The previous example expressed the importance of maintaining a dialogue between the users and the designer and though I stated earlier that it is the children who are the inventors and the designers the translators, in fact the design development process is more complex than that.
Initially, most design projects begin in outline form, described in a project programme. This programme usually includes a list of pragmatic criteria, a budget, and a time frame. A programme for a new play activity might incorporate criteria for its size, age group, material, sales price, and level of customization. Such a programme is just the beginning of the project and no matter how detailed the programme is, it does not generate new ideas on its own. These must come from a thought generated by an inspired moment. We all have ideas and we all know that they come to us at the most unlikely of times. Where exactly they come from is hard to say, but I find that it is usually when I am relaxed and away from work, yet still immersed, albeit subconsciously, in the problem of invention.
Briefly, the work of the design profession can be divided into three major groups, ranging from innovation, to evolution, to formation. Innovation implies an entirely new symbiosis of form and function, whereby the user now has the ability to make use of a function previously unknown. Evolution describes advances made to a known function, whereas formation is about giving a new form to an existing function. As a designer of children’s play equipment, I am most interested in the first two areas of design – innovation and evolution – because it is within these areas that new functions are developed and where involvement with the users is critical.
But, what brings about innovation? In my experience, no idea is created by one independent thought or vision. Rather, innovation and evolution are the outcome of a web of ideas and inputs. Some are what I would call pragmatic decisions, others are wholly intuitive. However, functional ideas are deeply connected to the time and place in which the design is conceived. In other words, an innovative idea is the product of a unique synthesis of people, places, need, and the time at which it is developed. From this synthesis, new ideas arise in many different ways.

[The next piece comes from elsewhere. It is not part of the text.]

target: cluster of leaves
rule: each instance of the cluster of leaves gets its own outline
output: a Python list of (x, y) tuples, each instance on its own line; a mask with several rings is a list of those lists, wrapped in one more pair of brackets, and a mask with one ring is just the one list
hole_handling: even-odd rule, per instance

One such way is via a ‘break-through’ – when an idea seems to come unexpectedly and out of the blue. In my experience, break-throughs seem to come most often when I am doing something that does not require my full attention and when my mind is allowed to float and make chance connections with disparate thoughts. Recently I met a film writer and producer who agreed with this theory and confided in me that for a long period of time his best ideas came when he was vacuuming. He was vacuuming until his carpets wore thin. Then one day that ceased to be a source of inspiration, instead his ideas began coming to him while he was in the shower. I told him that oddly enough, my best ideas are also inspired while showering or at times when biking. The editor, Mark Dudek, finds the best time for thinking is when he is jogging. Ideas seem to emerge in the most unusual moments, not always in time for deadlines, but most often when the mind and body are relaxed.
After the initial idea, many months of development work are required; with designers usually working in collaboration, ‘ping-ponging’ ideas back and forth. Often it is chance happenings within the process that lead to the best designs. A colleague once told me how a mistake led to one of his best designs. He was working with a partner who lived in another city. They were developing a new wood-burning stove, sending drawings back and forth by e-mail. At one point the partner wrote that he was very pleased to see the latest changes that the other had made and he could see that the modifications made to the stove would greatly improve its efficiency. My colleague responded that he had not drawn it with these intended modifications. In fact, his partner had misread the drawing. They developed the ‘error’ and it significantly improved their earlier idea. Generally, the richer the process, the more chance there is for the unexpected to occur.